Search code examples
jsonkeyjqdepth

how to count the number of keys in an json in front of a nested scalar wih jq


I have deep nested jsons and I want to count how many keys I have in front of a scalar with jq. Here a very simplified example

{
    "one": {
        "two": {
            "three": [
                {
                    "four": [
                        {
                            "five": [
                                {
                                    "six": [
                                        {
                                            "sevenA": {
                                                "eightA": [
                                                    {
                                                        "nineA": "Blub"
                                                    },
                                                    {
                                                        "nineB": "def"
                                                    },
                                                    {
                                                        "nineC": "foo"
                                                    },
                                                    {
                                                        "nineD": 22
                                                    }
                                                ]
                                            }
                                        },
                                        {
                                            "sevenB": {
                                                "eightB": [
                                                    {
                                                        "nineE": "Bla"
                                                    },
                                                    {
                                                        "nineF": "int"
                                                    },
                                                    {
                                                        "nineG": "s"
                                                    },
                                                    {
                                                        "nineH": 60
                                                    }
                                                ]
                                            }
                                        }
                                    ]
                                }
                            ]
                        }
                    ]
                }
            ]
        }
    }
}

With the following command I am able to count keys and arrays in front of the scalar.
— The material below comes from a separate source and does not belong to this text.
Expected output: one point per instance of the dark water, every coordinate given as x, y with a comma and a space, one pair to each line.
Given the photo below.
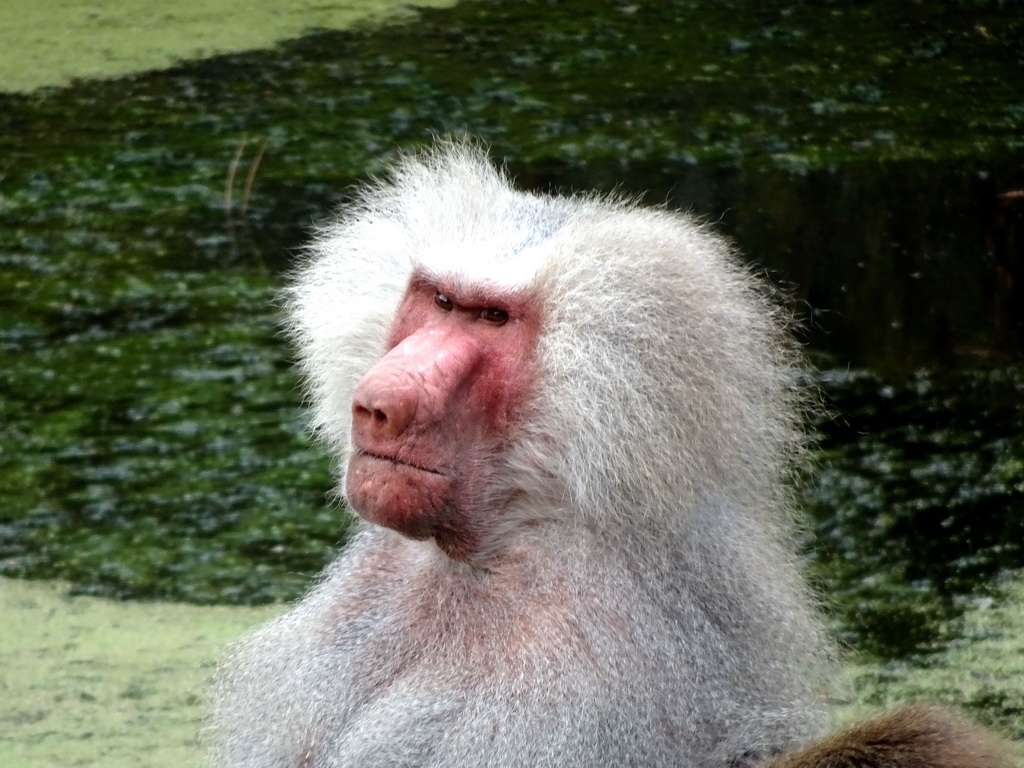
869, 156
jq '[paths(scalars)] | map(length)'
[
  14,
  14,
  14,
  14,
  14,
  14,
  14,
  14
] 

like this

  "one.two.three.[].four.[].five.[].six.[].sevenA.eightA.[].nineA",
  "one.two.three.[].four.[].five.[].six.[].sevenA.eightA.[].nineB",
  "one.two.three.[].four.[].five.[].six.[].sevenA.eightA.[].nineC",
  "one.two.three.[].four.[].five.[].six.[].sevenA.eightA.[].nineD",
  "one.two.three.[].four.[].five.[].six.[].sevenB.eightB.[].nineE",
  "one.two.three.[].four.[].five.[].six.[].sevenB.eightB.[].nineF",
  "one.two.three.[].four.[].five.[].six.[].sevenB.eightB.[].nineG",
  "one.two.three.[].four.[].five.[].six.[].sevenB.eightB.[].nineH"

So I get as result 14 for my example above.

But I would like to count only the keys like this.

".one.two.three[].four[].five[].six[].sevenB.eightB[].nineE"
".one.two.three[].four[].five[].six[].sevenB.eightB[].nineF"
".one.two.three[].four[].five[].six[].sevenB.eightB[].nineG"
".one.two.three[].four[].five[].six[].sevenB.eightB[].nineH"
".one.two.three[].four[].five[].six[].sevenB.eightB[].nineE"
".one.two.three[].four[].five[].six[].sevenB.eightB[].nineF"
".one.two.three[].four[].five[].six[].sevenB.eightB[].nineG"
".one.two.three[].four[].five[].six[].sevenB.eightB[].nineH"

that I count 9 keys in front of the scalar or 8 keys in front of the key value pair for the scalar.

Could somebody maybe help me how I could do this with jq?


Solution

  • To produce a stream of key-depths, you could write:

    jq 'paths(scalars) | map(strings) | length' input.json
    

    Or with an eye on potential efficiency enhancements, you could use the generic stream-oriented count/1:

    def count(stream):
      reduce stream as $_ (0; .+1);
    
    paths(scalars) | count(.[] | strings)
    

    Or to compute the maximum key depth using a generic stream-oriented "max" function:

    def count(stream):
      reduce stream as $_ (0; .+1);
    
    # max(empty) is empty
    def max(stream):
      reduce (stream | [.]) as $x (null;
        if . == null or $x > . then $x else . end )
      | if . == null then empty else .[0] end;
    
    max(paths(scalars) | count(.[] | strings))